How to do a breast self-exam

breast self-examination (MEA) is a technique that allows an individual to examine their breast tissue for any physical or visual changes. It is often used as an early detection method for breast cancer. Both men and women must perform an AEM at least once a month from the age of 18.

Breast cancer is one of the leading causes of death in women. However, with a simple self-examination, this health problem can be controlled to detect it early and initiate the appropriate treatment. The breast self-exam takes no more than a couple of minutes and is very simple.

When performing a breast self-exam, women should feel the skin around the breasts for abnormal lumps.

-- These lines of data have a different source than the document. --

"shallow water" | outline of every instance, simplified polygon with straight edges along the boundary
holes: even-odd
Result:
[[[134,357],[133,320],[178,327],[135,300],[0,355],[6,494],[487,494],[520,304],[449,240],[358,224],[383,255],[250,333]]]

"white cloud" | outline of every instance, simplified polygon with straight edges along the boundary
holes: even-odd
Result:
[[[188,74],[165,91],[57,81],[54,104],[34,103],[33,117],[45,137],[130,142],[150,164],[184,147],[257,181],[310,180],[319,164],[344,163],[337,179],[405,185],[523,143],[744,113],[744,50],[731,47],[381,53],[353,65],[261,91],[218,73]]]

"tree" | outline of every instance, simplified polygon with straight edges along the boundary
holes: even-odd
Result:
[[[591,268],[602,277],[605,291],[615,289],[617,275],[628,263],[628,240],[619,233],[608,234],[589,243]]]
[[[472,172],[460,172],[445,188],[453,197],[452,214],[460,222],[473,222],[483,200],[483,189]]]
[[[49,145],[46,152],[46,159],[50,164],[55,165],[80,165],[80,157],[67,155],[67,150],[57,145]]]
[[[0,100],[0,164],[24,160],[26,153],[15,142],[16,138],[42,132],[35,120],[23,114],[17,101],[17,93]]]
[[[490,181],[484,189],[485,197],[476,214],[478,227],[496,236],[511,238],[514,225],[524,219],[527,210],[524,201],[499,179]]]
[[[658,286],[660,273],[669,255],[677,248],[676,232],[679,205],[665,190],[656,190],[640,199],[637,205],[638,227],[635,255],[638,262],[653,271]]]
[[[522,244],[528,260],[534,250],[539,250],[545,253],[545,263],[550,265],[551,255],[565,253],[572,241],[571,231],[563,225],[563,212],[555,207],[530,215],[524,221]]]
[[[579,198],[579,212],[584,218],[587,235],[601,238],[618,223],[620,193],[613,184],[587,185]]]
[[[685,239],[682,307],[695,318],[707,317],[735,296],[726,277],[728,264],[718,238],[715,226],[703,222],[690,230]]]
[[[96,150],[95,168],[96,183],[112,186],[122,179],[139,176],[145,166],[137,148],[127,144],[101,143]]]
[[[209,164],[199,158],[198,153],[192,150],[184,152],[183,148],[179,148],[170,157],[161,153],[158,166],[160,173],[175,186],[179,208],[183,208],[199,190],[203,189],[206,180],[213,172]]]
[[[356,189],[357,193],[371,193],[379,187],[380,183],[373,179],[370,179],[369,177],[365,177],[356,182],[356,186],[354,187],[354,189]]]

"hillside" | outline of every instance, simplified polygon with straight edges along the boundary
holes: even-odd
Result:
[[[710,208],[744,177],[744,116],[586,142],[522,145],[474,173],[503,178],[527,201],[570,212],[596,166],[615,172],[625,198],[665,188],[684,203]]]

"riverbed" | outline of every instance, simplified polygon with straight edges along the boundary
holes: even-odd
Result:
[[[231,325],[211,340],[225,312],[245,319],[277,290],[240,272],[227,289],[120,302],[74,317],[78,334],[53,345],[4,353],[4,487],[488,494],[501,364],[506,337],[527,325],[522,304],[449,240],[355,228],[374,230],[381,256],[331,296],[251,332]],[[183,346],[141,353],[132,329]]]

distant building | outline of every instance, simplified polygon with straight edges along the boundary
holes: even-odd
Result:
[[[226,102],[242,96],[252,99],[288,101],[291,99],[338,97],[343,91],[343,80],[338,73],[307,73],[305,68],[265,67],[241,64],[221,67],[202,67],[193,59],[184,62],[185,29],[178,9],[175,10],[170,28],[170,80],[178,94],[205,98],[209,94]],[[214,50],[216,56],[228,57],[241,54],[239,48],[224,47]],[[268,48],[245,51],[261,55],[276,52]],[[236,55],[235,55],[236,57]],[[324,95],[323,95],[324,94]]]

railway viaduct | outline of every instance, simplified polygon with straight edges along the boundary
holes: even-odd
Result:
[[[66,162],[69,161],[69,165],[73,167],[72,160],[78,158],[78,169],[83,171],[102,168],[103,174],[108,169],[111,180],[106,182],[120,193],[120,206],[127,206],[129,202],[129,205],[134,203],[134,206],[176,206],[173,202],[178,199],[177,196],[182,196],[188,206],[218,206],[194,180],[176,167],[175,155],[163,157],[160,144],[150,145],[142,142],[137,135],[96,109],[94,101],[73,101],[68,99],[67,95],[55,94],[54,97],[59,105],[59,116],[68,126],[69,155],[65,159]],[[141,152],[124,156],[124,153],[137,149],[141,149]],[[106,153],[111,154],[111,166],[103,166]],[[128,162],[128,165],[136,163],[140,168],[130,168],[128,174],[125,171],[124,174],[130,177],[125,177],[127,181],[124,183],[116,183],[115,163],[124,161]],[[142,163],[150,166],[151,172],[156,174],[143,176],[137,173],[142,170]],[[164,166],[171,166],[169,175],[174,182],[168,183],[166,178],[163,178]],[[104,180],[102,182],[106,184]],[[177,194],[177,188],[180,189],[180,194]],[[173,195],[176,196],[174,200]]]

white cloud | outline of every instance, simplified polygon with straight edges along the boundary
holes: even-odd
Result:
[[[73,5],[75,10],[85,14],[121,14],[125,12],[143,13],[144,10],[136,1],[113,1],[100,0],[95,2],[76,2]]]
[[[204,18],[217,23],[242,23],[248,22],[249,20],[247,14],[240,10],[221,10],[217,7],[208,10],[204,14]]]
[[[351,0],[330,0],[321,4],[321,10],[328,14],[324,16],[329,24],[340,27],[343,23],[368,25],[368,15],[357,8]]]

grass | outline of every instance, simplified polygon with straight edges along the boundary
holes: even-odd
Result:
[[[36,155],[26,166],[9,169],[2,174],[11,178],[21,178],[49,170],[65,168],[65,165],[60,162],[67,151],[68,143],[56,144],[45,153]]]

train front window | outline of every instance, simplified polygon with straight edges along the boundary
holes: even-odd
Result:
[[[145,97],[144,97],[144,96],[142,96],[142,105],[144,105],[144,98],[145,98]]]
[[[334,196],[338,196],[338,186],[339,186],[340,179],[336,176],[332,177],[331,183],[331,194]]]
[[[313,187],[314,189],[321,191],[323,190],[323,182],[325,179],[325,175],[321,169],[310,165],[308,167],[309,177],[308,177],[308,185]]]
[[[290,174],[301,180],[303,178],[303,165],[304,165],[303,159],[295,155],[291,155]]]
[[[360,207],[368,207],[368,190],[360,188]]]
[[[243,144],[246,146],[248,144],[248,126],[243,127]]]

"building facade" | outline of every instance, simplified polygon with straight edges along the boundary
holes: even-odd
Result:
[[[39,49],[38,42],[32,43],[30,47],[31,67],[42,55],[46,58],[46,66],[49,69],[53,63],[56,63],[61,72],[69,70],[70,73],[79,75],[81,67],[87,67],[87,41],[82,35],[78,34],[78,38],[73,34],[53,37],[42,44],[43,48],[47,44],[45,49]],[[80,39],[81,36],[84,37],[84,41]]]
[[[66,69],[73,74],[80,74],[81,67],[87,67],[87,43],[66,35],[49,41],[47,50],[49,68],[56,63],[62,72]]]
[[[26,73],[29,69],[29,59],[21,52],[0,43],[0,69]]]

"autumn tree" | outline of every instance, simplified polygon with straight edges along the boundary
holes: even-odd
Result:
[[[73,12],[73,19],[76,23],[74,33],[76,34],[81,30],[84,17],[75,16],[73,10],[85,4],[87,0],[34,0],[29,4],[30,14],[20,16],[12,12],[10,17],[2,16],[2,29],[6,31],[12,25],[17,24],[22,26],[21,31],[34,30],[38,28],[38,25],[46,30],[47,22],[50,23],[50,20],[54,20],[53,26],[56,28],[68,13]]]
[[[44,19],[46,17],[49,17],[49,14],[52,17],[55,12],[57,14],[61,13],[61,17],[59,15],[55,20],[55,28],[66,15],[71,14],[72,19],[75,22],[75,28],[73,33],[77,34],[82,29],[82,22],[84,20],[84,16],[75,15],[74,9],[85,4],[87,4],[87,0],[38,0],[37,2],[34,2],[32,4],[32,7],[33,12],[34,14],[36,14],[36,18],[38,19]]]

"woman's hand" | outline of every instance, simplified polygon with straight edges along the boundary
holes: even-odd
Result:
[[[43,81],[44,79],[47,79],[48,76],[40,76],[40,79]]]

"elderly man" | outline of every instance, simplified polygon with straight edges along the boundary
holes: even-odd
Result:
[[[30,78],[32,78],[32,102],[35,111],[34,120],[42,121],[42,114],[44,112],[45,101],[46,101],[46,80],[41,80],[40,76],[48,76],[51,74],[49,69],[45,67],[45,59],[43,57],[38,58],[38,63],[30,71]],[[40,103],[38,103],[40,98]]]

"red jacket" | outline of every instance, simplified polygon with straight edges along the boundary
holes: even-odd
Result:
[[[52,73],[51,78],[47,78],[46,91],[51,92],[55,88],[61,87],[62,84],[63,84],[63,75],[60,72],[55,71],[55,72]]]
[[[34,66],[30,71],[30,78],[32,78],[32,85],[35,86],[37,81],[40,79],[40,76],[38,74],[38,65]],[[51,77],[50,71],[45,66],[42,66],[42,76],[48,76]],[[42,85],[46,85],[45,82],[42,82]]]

This technique allows detecting all types of tumors and cysts when they are beginning to develop (giving time to make a consultation and obtain a better prognosis in the case of non-benign tumors).

Before doing your breast self-exam.

  1. The ideal time to practice self-examination is a few days after menstruation (when the breasts are no longer as sensitive to contact).
  2. If you are pregnant, no longer have periods, or your period is irregular, choose a specific day each month.
  3. This should not be done in the shower or with a lotion on the skin or fingers.

How to do a breast self-exam

First part

  • The first step in performing a breast self-exam is to stand in front of the mirror with your torso uncovered and observe the shape of your breasts with your arms at your sides.
  • Next, with your hands on your waist, you should lean your torso forward.
  • Check if the shape of the breasts is the same since the last breast self-exam.
  • The final part of this exam can be done in the shower (preferably with soapy skin).
  • Raise the left arm and palpate the left breast with the right hand from the inside (use 3 or 4 fingers). Go over that breast from the internal to the external area (next to the armpit) making circular movements.
  • Then proceed to do the examination of the right breast.
  • Press each of the nipples and check if any fluid comes out of them.
  • Remember or write down the results of each breast self-exam (once a month is enough).
  • In case of detecting an anomaly, make a medical consultation.

Second part.

Stand in front of a mirror and look closely at your breasts in the following three positions, looking from the right and left, as well as looking straight ahead. Check the changes to the following:

  1. Shape: Compare one with the other. One breast can normally be larger than the other, but sudden changes in size should not occur.
  2. Skin – Check for a rash, redness, puckering, dimpling, or orange-peel-like appearance.
  3. Nipples: Check for any physical changes, such as a sudden inversion, peeling, redness, itching, swelling, or discharge.
  4. Vein patterns – look for a noticeable increase in the size or number of veins compared to the other breast

What’s Next?

Repeat this exam every month, even if you are pregnant, to familiarize yourself with the normal look and feel of your breasts.

If you find a lump or notice other unusual changes: Don’t panic. About 80% of the lumps found are not cancerous. See your doctor immediately for further evaluation.